- The paper presents an empirical study evaluating 20 open-source small language models on five code generation benchmarks, revealing performance differences grouped by model size.
- It employs a unified zero-shot experimental setup to measure accuracy, VRAM usage, and inference time, thereby quantifying efficiency trade-offs.
- The study finds that optimized smaller models can rival larger ones, offering significant benefits for resource-constrained coding environments.

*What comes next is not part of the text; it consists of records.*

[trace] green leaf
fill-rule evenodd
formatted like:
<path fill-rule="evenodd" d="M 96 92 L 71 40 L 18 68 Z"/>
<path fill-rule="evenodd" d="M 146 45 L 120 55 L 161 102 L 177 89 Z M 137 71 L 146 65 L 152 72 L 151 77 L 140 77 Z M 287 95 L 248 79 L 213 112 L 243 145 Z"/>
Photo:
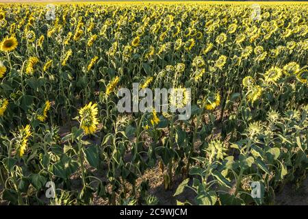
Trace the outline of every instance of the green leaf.
<path fill-rule="evenodd" d="M 228 193 L 220 194 L 219 199 L 222 205 L 242 205 L 244 204 L 242 199 Z"/>
<path fill-rule="evenodd" d="M 31 183 L 38 190 L 45 185 L 47 179 L 38 174 L 33 174 L 30 176 Z"/>
<path fill-rule="evenodd" d="M 280 155 L 280 149 L 279 148 L 271 148 L 268 150 L 268 152 L 270 153 L 274 156 L 274 159 L 277 159 Z"/>
<path fill-rule="evenodd" d="M 179 185 L 179 186 L 177 188 L 177 191 L 175 191 L 175 194 L 173 196 L 177 196 L 180 194 L 181 194 L 185 189 L 185 187 L 188 184 L 188 182 L 190 181 L 190 179 L 188 178 L 185 179 L 183 182 L 181 183 L 181 184 Z"/>
<path fill-rule="evenodd" d="M 97 148 L 95 146 L 89 146 L 85 150 L 85 153 L 86 159 L 88 162 L 89 162 L 90 165 L 98 169 L 99 164 L 99 157 Z"/>
<path fill-rule="evenodd" d="M 3 165 L 5 167 L 5 169 L 8 172 L 11 172 L 12 170 L 12 168 L 16 162 L 17 159 L 11 157 L 4 158 L 3 162 Z"/>
<path fill-rule="evenodd" d="M 4 189 L 2 194 L 2 198 L 10 201 L 13 205 L 18 204 L 18 195 L 13 190 Z"/>
<path fill-rule="evenodd" d="M 211 174 L 222 185 L 227 187 L 227 188 L 231 188 L 231 183 L 229 182 L 228 180 L 227 180 L 226 178 L 224 177 L 224 176 L 222 176 L 222 175 L 217 171 L 215 170 L 214 172 L 212 172 Z"/>
<path fill-rule="evenodd" d="M 217 201 L 217 195 L 214 191 L 203 192 L 194 198 L 196 203 L 200 205 L 214 205 Z"/>
<path fill-rule="evenodd" d="M 259 157 L 255 159 L 255 162 L 257 164 L 257 165 L 259 166 L 259 168 L 260 168 L 263 171 L 264 171 L 265 172 L 266 172 L 268 175 L 270 174 L 270 170 L 268 170 L 268 167 Z"/>

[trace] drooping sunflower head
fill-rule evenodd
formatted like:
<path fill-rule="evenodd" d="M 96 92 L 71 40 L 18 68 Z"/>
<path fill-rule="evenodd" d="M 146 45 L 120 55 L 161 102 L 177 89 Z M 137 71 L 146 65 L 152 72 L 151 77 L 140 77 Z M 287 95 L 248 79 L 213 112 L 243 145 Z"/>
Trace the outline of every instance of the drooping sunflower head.
<path fill-rule="evenodd" d="M 0 62 L 0 79 L 3 77 L 6 72 L 6 67 Z"/>
<path fill-rule="evenodd" d="M 185 64 L 184 63 L 177 63 L 175 66 L 175 72 L 178 73 L 182 73 L 185 70 Z"/>
<path fill-rule="evenodd" d="M 2 42 L 1 42 L 1 50 L 2 51 L 11 51 L 12 50 L 14 50 L 16 47 L 18 43 L 17 42 L 17 39 L 15 38 L 15 36 L 11 36 L 11 37 L 6 37 L 4 38 Z"/>
<path fill-rule="evenodd" d="M 185 49 L 186 51 L 191 51 L 192 47 L 194 47 L 195 44 L 194 40 L 193 38 L 189 39 L 185 43 Z"/>
<path fill-rule="evenodd" d="M 39 62 L 38 58 L 35 56 L 30 57 L 27 60 L 26 73 L 31 75 L 34 72 L 34 66 Z"/>
<path fill-rule="evenodd" d="M 25 37 L 29 42 L 33 42 L 36 40 L 36 33 L 33 30 L 27 31 L 25 33 Z"/>
<path fill-rule="evenodd" d="M 247 58 L 249 57 L 249 55 L 251 55 L 252 52 L 253 52 L 253 47 L 251 47 L 251 46 L 246 47 L 242 51 L 241 57 Z"/>
<path fill-rule="evenodd" d="M 79 110 L 79 114 L 80 127 L 86 135 L 94 133 L 97 129 L 99 124 L 97 104 L 92 104 L 92 102 L 90 102 L 89 104 Z"/>
<path fill-rule="evenodd" d="M 152 118 L 151 120 L 151 123 L 152 124 L 152 126 L 157 125 L 158 123 L 159 123 L 159 121 L 160 121 L 160 120 L 157 117 L 156 111 L 155 111 L 155 110 L 153 109 L 153 112 L 152 112 Z"/>
<path fill-rule="evenodd" d="M 141 89 L 145 89 L 146 88 L 151 82 L 153 81 L 153 77 L 148 77 L 145 80 L 144 82 L 141 85 L 140 88 Z"/>
<path fill-rule="evenodd" d="M 218 59 L 215 62 L 215 67 L 220 70 L 222 70 L 227 62 L 227 56 L 224 55 L 221 55 Z"/>
<path fill-rule="evenodd" d="M 182 109 L 190 101 L 190 92 L 186 88 L 179 86 L 171 90 L 170 104 L 171 108 Z"/>
<path fill-rule="evenodd" d="M 246 76 L 243 79 L 242 83 L 244 88 L 249 88 L 253 85 L 253 78 L 251 76 Z"/>
<path fill-rule="evenodd" d="M 283 73 L 287 76 L 295 75 L 299 72 L 300 69 L 298 64 L 291 62 L 283 66 Z"/>
<path fill-rule="evenodd" d="M 257 46 L 253 50 L 255 54 L 257 55 L 261 55 L 263 53 L 263 51 L 264 51 L 264 49 L 263 49 L 262 46 Z"/>
<path fill-rule="evenodd" d="M 260 122 L 253 122 L 249 124 L 247 131 L 251 137 L 257 136 L 263 131 L 263 127 Z"/>
<path fill-rule="evenodd" d="M 198 55 L 194 58 L 192 61 L 192 66 L 198 68 L 202 68 L 205 65 L 205 62 L 204 61 L 202 56 Z"/>
<path fill-rule="evenodd" d="M 110 81 L 110 83 L 108 83 L 106 88 L 107 96 L 108 96 L 112 93 L 112 92 L 114 90 L 114 88 L 116 87 L 119 81 L 120 78 L 116 76 Z"/>
<path fill-rule="evenodd" d="M 227 35 L 224 33 L 221 33 L 215 39 L 215 42 L 219 44 L 223 44 L 223 43 L 227 40 Z"/>
<path fill-rule="evenodd" d="M 267 114 L 268 119 L 271 122 L 275 122 L 280 118 L 280 114 L 275 110 L 270 110 Z"/>
<path fill-rule="evenodd" d="M 139 36 L 136 36 L 133 38 L 133 41 L 131 41 L 131 46 L 133 47 L 137 47 L 140 42 L 140 38 Z"/>
<path fill-rule="evenodd" d="M 228 27 L 228 33 L 233 34 L 236 31 L 237 28 L 238 28 L 238 25 L 236 23 L 231 24 Z"/>
<path fill-rule="evenodd" d="M 3 20 L 5 18 L 5 13 L 4 12 L 0 12 L 0 20 Z"/>
<path fill-rule="evenodd" d="M 8 107 L 8 101 L 6 99 L 0 99 L 0 116 L 3 116 L 4 112 Z"/>
<path fill-rule="evenodd" d="M 220 104 L 220 95 L 218 92 L 210 92 L 203 101 L 206 110 L 213 110 Z"/>
<path fill-rule="evenodd" d="M 25 127 L 23 126 L 19 128 L 18 133 L 17 134 L 17 150 L 19 151 L 19 157 L 23 157 L 25 151 L 27 147 L 27 142 L 29 138 L 32 134 L 31 133 L 31 127 L 29 125 L 27 125 Z"/>
<path fill-rule="evenodd" d="M 296 78 L 301 83 L 308 85 L 308 68 L 303 68 L 298 71 Z"/>
<path fill-rule="evenodd" d="M 247 99 L 251 103 L 255 103 L 259 98 L 260 98 L 262 94 L 262 88 L 259 86 L 255 85 L 252 86 L 249 90 L 248 94 L 247 95 Z"/>
<path fill-rule="evenodd" d="M 268 83 L 276 82 L 281 77 L 281 75 L 282 71 L 280 68 L 272 66 L 265 73 L 265 81 Z"/>

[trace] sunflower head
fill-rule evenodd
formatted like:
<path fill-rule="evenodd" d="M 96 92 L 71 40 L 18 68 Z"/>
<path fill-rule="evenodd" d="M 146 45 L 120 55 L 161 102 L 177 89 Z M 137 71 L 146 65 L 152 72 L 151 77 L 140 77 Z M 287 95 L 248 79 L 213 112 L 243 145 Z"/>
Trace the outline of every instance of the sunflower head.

An Empirical Study of Small LLMs for Code Generation
Introduction
The paper "Assessing Small LLMs for Code Generation: An Empirical Study with Benchmarks" (2507.03160) presents a comprehensive empirical analysis of Small LLMs (SLMs) within the context of code generation tasks. With the growing utilization of lightweight models due to their efficiency, this study evaluates 20 open-source SLMs, each ranging from 0.4 billion to 10 billion parameters, across five diverse code-related benchmarks. This research aims to understand the balance between performance and memory efficiency offered by these models.
Methodology
The methodological approach comprises a structured evaluation pipeline divided into three phases: model and benchmark selection, unified experimental setup, and systematic data analysis.
Model and Benchmark Selection
The study includes 20 open-source decoder-only SLMs, selected based on criteria such as release timeline, community engagement, and open-source licensing. These models are divided into three groups by parameter size for direct comparison:
- Group 1: Up to 1.5B parameters
- Group 2: More than 1.5B to 3B parameters
- Group 3: More than 3B to 10B parameters
Five benchmarks were chosen based on their ability to cover a wide scope of code generation tasks and support multiple programming languages. These include HumanEval, MBPP, Mercury, CodeXGLUE, and HumanEvalPack.
Figure 1: Overview of the research design and evaluation workflow.
Experimental Setup
The study employs a zero-shot prompting technique to assess model performance devoid of prior context, under specified decoding configurations. Two distinct hardware platforms with compatible VRAM and CPUs were used to ensure comprehensive evaluation of VRAM usage and inference time, managed by an evaluation framework for consistency.
Experimental Results
The experimental evaluation provides insight into the performance, efficiency, and multilingual capabilities of SLMs.
The results indicate that the largest models typically exhibit superior functional correctness. However, several smaller SLMs from Groups 1 and 2 achieve competitive accuracy, underscoring that robust design and optimization can compensate for smaller parameter counts. The study concludes that model size significantly influences performance across the three major coding benchmarks without being heavily dependent on benchmark variability.



Figure 2: Standard deviation(SD) and coefficient of variation(COV) of the models. Subplots show the scores for (a) pass@1, (b) pass@2, (c) pass@5, and (d) pass@10.
The analysis reveals a non-linear relationship between model size and VRAM usage, highlighting the scalability challenges larger models face in resource-constrained environments. Significantly, some smaller SLMs demonstrate a favorable balance between accuracy and computational efficiency, making them ideal for memory-limited applications.
Figure 3: Performance-Efficiency Trade-offs: pass@1 vs. Inference Time with VRAM Usage.
Multilingual Consistency
Language-specific evaluations using benchmarks such as HumanEvalPack show better performance for languages like Python, Java, and PHP, whereas languages like C++ and Ruby present more challenges due to their syntactic complexity. Nonetheless, statistical analyses confirm that these performance variations across languages are generally insignificant.



Figure 4: Distribution of pass@k scores across programming languages in the HumanEvalPack benchmark.
Figure 5: Frequency of programming languages appearing in top BLEU score rankings in the CodeXGLUE Benchmark.
Discussion
The study illuminates several key observations:
- Model Size vs. Performance: Smaller SLMs can approximate the performance of larger models when optimized effectively, suggesting potential benefits of architectural refinements over simple parameter scaling.
- Efficiency Trade-offs: Pragmatic deployment strategies might prioritize models demonstrating an optimal balance between accuracy and memory efficiency, pertinent for environments characterized by resource constraints.
- Multilingual Ambiguities: Although variations exist, the generalization across programming languages is broadly consistent, emphasizing a model's capacity to maintain efficacy in diverse coding environments.
Conclusion
This study advances our understanding of SLMs for code generation, revealing that strategic architectural enhancements and training regimens can achieve high performance even with limited parameters. Future investigations might focus on expanding model robustness and dynamic task adaptability beyond the constraints of current benchmark assessments. These findings underscore the potential of SLMs to reconcile performance, efficiency, and versatility in practical applications.